The reserve fund bought in 2016 debt with negative interest
The pension fund paid last year an average rate of -0.236% for acquiring Spanish Treasury bonds.
El Fondo de Reserva de la Seguridad Social está comprando deuda española con intereses negativos, es decir, está pagando para tener títulos del Tesoro español. Según consta en el Informe a las Cortes Generales de 2016 publicado este miércoles, las inversiones de la hucha de las pensiones perdieron mucha rentabilidad el año pasado. Hasta el punto que el tipo de interés medio de los títulos adquiridos se desplomó al -0,236% en 2016.

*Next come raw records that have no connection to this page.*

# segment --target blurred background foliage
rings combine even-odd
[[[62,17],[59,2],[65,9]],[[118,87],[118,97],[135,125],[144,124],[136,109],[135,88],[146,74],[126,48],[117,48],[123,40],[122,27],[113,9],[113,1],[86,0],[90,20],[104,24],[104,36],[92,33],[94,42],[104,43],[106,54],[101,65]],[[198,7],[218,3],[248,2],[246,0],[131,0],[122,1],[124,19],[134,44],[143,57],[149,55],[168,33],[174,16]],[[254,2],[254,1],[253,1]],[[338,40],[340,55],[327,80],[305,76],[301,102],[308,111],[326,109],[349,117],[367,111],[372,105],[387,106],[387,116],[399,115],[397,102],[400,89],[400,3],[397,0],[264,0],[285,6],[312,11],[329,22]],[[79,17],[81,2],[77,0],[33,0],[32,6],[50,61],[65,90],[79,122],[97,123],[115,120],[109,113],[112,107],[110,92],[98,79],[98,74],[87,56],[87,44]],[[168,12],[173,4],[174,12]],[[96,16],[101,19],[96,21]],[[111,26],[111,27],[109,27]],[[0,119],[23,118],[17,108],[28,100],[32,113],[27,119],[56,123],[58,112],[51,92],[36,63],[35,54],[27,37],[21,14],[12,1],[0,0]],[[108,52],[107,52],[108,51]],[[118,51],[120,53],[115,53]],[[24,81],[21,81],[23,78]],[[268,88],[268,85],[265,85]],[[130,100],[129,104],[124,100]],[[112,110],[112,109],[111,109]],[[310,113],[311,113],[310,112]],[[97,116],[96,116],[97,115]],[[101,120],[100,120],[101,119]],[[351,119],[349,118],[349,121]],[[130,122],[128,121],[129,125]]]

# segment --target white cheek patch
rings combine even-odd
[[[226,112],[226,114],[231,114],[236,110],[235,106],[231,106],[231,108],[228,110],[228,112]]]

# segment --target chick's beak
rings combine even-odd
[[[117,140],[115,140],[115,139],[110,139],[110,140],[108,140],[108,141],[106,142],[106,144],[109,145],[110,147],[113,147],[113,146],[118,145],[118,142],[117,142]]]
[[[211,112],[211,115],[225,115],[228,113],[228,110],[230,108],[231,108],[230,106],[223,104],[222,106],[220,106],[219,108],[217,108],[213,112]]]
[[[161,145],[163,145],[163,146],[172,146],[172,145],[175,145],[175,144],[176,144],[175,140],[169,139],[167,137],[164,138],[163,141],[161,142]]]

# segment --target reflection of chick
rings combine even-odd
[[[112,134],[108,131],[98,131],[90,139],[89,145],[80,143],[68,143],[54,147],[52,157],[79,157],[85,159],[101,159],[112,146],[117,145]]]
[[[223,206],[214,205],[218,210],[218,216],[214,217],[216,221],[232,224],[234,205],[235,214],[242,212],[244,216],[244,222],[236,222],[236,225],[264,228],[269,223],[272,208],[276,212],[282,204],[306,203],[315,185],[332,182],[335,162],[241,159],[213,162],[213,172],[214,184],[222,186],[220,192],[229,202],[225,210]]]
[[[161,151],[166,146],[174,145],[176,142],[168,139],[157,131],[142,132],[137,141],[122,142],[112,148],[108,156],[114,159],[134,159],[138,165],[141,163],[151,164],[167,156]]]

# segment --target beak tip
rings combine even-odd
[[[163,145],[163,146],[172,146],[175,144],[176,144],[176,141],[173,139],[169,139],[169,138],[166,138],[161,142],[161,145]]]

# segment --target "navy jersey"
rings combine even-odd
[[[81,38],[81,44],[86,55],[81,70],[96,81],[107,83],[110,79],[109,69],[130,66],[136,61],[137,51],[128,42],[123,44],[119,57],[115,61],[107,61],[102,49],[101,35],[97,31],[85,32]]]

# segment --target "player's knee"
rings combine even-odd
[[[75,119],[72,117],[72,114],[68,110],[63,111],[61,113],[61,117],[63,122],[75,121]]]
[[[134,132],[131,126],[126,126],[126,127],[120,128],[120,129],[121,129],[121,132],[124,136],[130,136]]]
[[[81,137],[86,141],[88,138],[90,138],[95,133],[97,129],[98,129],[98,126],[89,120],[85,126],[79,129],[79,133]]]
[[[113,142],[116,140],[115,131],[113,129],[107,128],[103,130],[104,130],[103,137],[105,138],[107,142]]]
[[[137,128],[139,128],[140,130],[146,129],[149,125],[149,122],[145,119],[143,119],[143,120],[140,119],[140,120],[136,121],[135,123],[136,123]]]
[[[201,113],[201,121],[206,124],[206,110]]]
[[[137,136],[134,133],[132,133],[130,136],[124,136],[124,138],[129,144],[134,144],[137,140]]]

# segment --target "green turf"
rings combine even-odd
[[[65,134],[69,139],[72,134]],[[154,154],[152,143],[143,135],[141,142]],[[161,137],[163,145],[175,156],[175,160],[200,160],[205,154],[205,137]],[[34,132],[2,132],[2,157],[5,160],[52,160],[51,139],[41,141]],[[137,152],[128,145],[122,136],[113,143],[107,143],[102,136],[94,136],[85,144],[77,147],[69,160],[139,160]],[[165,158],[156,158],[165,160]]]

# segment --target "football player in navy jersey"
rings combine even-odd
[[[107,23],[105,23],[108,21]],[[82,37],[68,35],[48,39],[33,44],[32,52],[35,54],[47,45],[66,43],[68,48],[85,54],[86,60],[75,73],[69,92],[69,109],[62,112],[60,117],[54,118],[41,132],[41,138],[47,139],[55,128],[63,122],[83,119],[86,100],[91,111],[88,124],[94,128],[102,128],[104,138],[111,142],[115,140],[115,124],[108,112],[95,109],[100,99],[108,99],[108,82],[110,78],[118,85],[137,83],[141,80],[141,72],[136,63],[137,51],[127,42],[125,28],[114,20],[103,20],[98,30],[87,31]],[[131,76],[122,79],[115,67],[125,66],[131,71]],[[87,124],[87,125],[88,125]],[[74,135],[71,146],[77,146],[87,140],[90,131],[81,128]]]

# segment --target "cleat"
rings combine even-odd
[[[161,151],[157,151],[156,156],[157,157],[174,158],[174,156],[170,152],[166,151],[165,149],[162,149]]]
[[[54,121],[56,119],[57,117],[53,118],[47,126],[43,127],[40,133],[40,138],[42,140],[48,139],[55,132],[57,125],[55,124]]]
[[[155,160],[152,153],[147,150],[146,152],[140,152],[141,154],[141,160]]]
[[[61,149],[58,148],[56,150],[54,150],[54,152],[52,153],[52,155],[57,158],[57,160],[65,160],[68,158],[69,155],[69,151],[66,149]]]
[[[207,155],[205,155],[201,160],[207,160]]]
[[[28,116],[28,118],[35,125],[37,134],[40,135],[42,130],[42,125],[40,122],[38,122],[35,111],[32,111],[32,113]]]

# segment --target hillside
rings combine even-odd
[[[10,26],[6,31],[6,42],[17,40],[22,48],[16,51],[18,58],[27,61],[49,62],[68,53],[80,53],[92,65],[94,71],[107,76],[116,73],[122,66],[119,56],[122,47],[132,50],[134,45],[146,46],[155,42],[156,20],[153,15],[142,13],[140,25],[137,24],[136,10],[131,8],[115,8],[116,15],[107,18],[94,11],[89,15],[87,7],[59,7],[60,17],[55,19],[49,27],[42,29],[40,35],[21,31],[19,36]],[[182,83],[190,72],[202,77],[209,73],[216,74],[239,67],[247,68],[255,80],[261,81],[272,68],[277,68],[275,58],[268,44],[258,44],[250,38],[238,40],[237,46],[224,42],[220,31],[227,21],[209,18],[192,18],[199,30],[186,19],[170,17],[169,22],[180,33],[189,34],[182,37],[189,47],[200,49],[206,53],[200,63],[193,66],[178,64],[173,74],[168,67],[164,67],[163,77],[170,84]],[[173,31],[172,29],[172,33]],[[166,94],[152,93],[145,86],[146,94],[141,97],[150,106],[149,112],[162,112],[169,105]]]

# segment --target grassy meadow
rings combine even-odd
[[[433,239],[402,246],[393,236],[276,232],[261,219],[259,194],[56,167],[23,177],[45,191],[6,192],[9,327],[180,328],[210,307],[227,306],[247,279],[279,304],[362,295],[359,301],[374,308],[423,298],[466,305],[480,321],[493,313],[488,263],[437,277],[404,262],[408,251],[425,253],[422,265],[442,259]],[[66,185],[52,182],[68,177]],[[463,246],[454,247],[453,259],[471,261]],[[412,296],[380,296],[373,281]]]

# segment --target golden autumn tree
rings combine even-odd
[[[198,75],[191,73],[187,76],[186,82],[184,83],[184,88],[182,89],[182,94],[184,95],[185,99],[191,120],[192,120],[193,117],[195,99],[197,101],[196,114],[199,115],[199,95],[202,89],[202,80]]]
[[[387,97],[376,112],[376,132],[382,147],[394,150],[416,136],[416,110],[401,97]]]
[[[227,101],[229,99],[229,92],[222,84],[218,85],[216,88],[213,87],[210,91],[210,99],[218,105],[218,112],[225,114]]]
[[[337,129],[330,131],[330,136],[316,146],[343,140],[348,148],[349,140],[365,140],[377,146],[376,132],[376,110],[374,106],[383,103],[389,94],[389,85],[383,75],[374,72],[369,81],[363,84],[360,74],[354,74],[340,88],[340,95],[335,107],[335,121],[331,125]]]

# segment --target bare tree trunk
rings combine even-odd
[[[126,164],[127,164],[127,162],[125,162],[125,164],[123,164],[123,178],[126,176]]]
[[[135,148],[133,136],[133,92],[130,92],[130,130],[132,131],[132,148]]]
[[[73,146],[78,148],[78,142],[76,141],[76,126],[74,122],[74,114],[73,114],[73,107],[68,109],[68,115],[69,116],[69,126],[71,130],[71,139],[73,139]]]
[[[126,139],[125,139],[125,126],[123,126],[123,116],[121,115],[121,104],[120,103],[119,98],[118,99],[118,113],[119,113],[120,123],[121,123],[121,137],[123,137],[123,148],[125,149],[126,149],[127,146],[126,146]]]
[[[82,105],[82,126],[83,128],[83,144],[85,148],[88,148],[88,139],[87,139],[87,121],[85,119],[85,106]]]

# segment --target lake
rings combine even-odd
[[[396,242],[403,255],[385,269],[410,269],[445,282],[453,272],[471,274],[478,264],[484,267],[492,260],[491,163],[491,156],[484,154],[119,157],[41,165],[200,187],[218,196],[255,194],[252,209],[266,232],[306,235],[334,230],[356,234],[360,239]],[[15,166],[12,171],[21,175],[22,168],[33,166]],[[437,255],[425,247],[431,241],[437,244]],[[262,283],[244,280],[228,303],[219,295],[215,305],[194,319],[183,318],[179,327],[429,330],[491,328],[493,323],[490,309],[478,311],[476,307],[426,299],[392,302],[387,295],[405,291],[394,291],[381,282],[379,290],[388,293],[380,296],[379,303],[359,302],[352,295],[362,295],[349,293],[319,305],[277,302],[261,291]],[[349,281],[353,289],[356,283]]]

Tras haber extraido 67.337 millones de la hucha de la pensiones, los 15.020 millones que quedan en el Fondo de Reserva a fecha de diciembre de 2016 están invertidos al cien por cien en deuda pública española. Antes había también recursos invertidos en deuda de máxima calidad como la alemana o la francesa. Pero con la crisis se decidió que todo se dedicase a financiar al Estado español. De hecho, la hucha de las pensiones incluso consiguió obtener pingües beneficios debido a los elevados tipos de interés padecidos durante la crisis soberana.
But those returns ended with purchases of securities from the European Central Bank. Since then, many tranches of short-term sovereign debt have negative rates, that is, they charge investors for giving them their bonds. In part, this is because many entities and pension funds are obliged to keep a portion of their resources in risk-free assets such as sovereign debt. Like these, the Reserve Fund has been acquiring Spanish debt with negative rates.
Moreover, it did so in a timely manner in 2015. But in 2016 the average type of all purchases has been in negative territory. As explained in its report to the Cortes, the Reserve Fund has bought 2.525 million euros of debt with a negative average rate of 0.236%. And this has caused the Fund’s annual performance to fall to 0.9% from 1.05% in 2015 or 11.85% in 2014 thanks to the revaluations of the bonds.
The problem of negative rates is not limited to purchases of public debt. The Bank of Spain also charges the Reserve Fund with a 0.4% interest to keep the liquidity remains that it has not invested, as does the ECB with the banks. Or, in other words, the negative deposit rate that Mario Draghi has set is being passed on to force the bank to lend and not to keep the money. The pension payment system maintains an agreement with the Banco Popular that compensates for the liquidity it generates. However, this is not the case for the Reserve Fund, which is obliged by law to leave its remaining assets not invested in the Bank of Spain.
Since its inception in 2000, the accumulated performance of the Reserve Fund has been 4.55% annualized, above the 1.71% that the private pension plans show for a period of 15 years, said Wednesday In the Congress the Secretary of State of the Social Security, Tomás Burgos, during a appearance before the Commission of the Pact of Toledo. Burgos has pointed out that since the Fund was created the total yields amounted to 28,759 million euros and that 2,664 million correspond to 2016. In total, the various Governments had contributed between 2000 and 2011 about 52,113 million to feed the piggy bank Of pensions. At the end of March 2017, 15,148 million remained at the total acquisition price, 1.36% of GDP. And the Government has approved in the Budgets of 2017 a loan to the Social Security in the amount of 10,192 million to be able to pay the benefits.